The dataset contains 198900 permit details and 43 columns. The columns in the dataset are as follows:

  1. Permit Number
  2. Permit Type
  3. Permit Type Definition
  4. Permit Creation Date
  5. Block
  6. Lot
  7. Street Number
  8. Street Number Suffix
  9. Street Name
  10. Street Suffix
  11. Unit
  12. Unit Suffix
  13. Description
  14. Current Status
  15. Current Status Date
  16. Filed Date
  17. Issued Date
  18. Completed Date
  19. First Construction Document Date
  20. Structural Notification
  21. Number of Existing Stories
  22. Number of Proposed Stories
  23. Voluntary Soft-Story Retrofit
  24. Fire Only Permit
  25. Permit Expiration Date
  26. Estimated Cost
  27. Revised Cost
  28. Existing Use
  29. Existing Units
  30. Proposed Use
  31. Proposed Units
  32. Plansets
  33. TIDF Compliance
  34. Existing Construction Type
  35. Existing Construction Type Description
  36. Proposed Construction Type
  37. Proposed Construction Type Description
  38. Site Permit
  39. Supervisor District
  40. Neighborhoods – Analysis Boundaries
  41. Zipcode
  42. Location
  43. Record ID

2. Dropping Unnecessary columns

When we looked at the dataset, we saw that there are so many columns in the dataset. But for processing, we can skip some of the columns during processing.

For now let’s drop some random columns namely TIDF Compliance, Fire Only Permit, Unit Suffix, Block and Lot.

columns_to_drop=['TIDF Compliance', 'Fire Only Permit', 'Unit Suffix', 'Block','Lot']
data_dropcol=data.drop(columns_to_drop,axis=1)

We will first create a list storing all the column names to drop from the dataset.

In the next line we made use of the drop function and pass the list created into the function.
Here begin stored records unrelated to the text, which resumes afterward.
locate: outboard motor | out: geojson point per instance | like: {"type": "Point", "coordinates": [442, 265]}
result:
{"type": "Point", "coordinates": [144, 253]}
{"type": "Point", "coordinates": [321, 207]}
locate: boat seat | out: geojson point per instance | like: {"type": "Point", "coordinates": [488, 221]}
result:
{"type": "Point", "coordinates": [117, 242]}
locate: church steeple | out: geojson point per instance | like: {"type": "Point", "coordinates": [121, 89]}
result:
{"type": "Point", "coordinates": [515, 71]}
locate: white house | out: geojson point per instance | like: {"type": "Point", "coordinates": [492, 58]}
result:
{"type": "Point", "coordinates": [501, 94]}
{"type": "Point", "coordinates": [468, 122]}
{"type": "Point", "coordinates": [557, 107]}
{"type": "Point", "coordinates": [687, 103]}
We also pass the axis parameter whose value can be either 0 (row wise drop) or 1 (column wise drop)

After the execution of the code the new data contains only 38 columns not 43.

3. Remove Missing Value Rows

Before moving to directly removing the rows with missing values. Let us first analyze how many missing values are there in the dataset. For the same purpose, we use the code mentioned below.

no_missing = data_dropcol.isnull().sum()
total_missing=no_missing.sum()

On the codes execution, we found out that there are 1670031 missing values in the dataset. Since there are so many missing values so instead of dropping the rows with missing data, we drop the columns with maximum missing values instead. The code for the same is shown below.

drop_miss_value=data_dropcol.dropna(axis=1)

The code resulted in dropping of maximum columns and only 10 columns remained in the resulting dataset. Yes, most of the information id dropped from the dataset but atleast now the dataset is cleaned properly.

Conclusion

Awesome! Now we know about data cleaning and how to perform data cleaning on a live dataset.

Hope you learned something! Thank you for reading!